Tim Hoetthes, CEO of T-Mobile US’ parent company Deutsche Telekom, said in an interview with Recode the company’s current path is unsustainable and something needs to change.
Currently $4 billion to $5 billion per year is being needed to keep T-Mobile afloat, due to the companies great, no-contract plans for customers. It’s exactly what the wireless industry needs, however it’s lead to five of the last six quarters the company has lost money.
“The question is always the economics in the long term … and earning appropriate money,” Hoettges said. “You have to earn your money back at one point in time.”
That’s why, Hoettges said, T-Mobile and Sprint would have been the perfect combination to be the ‘super-maverick’ in the US market. However, the US government didn’t think so and wouldn’t allow the third and fourth-largest carriers to merge.
Deutsche Telekom is not bullish on the future of its T-Mobile division in the US unless it can merge with another company to have more of a financial backbone. Deutsche Telekom hasn’t always had the most support for the company, wanting to offload T-Mobile to focus on its German properties.

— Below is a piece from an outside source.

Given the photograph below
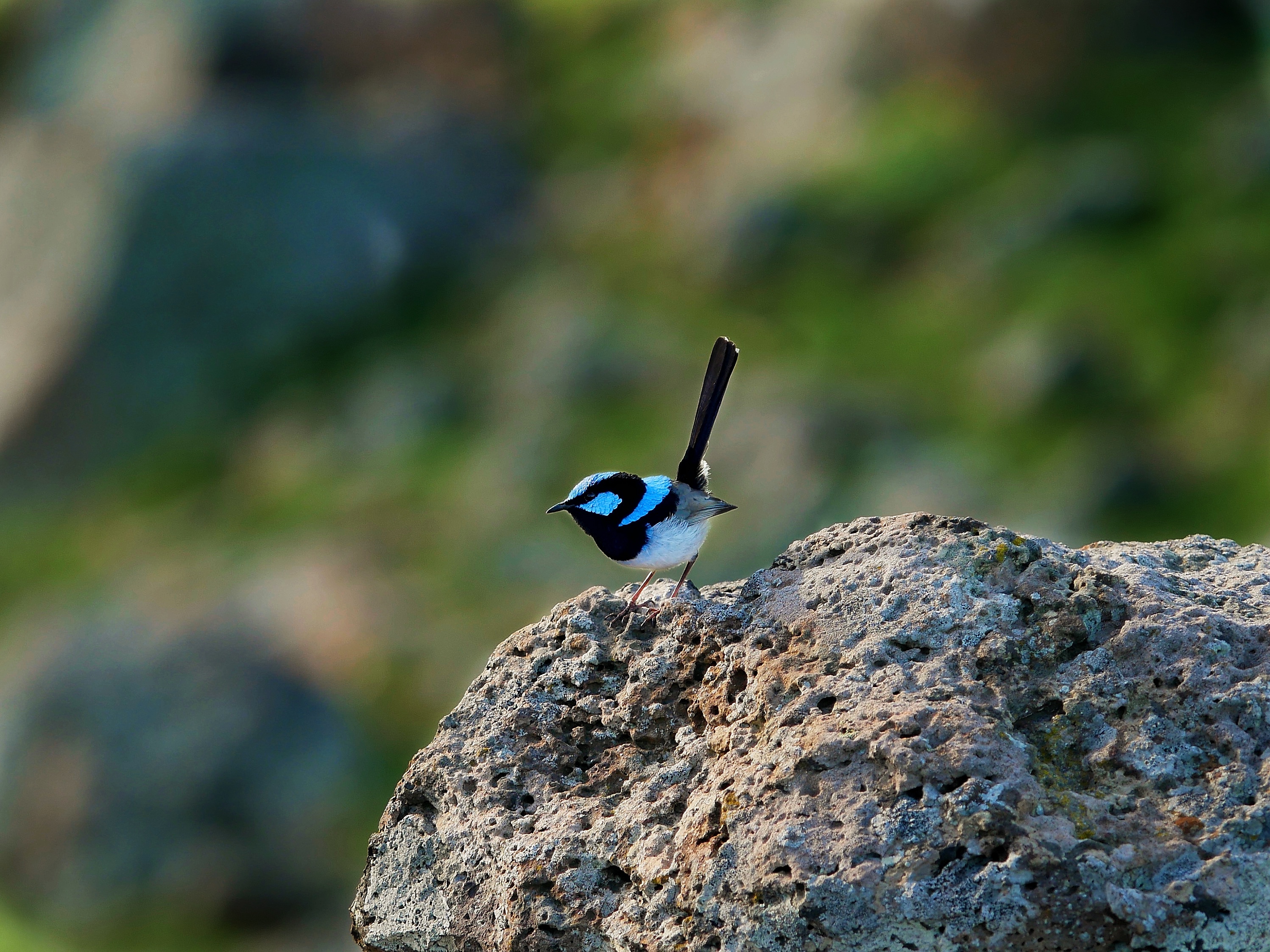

“We have done what we had to do,”Hoettges explained to Recode. “We had built an infrastructure and this infrastructure had to get utilized and we did that with very aggressive promotions.”
T-Mobile, with CEO John Legere leading the way, has been trying to reshape the wireless industry by ending two-year contracts, and adding plans to allow customers to upgrade phones when they’d like, unlimited data, messages, and voice, and free data roaming in worldwide.
Its strategy has lead to great subscriber growth, just not the earnings numbers T-Mobile’s parent company wants to see.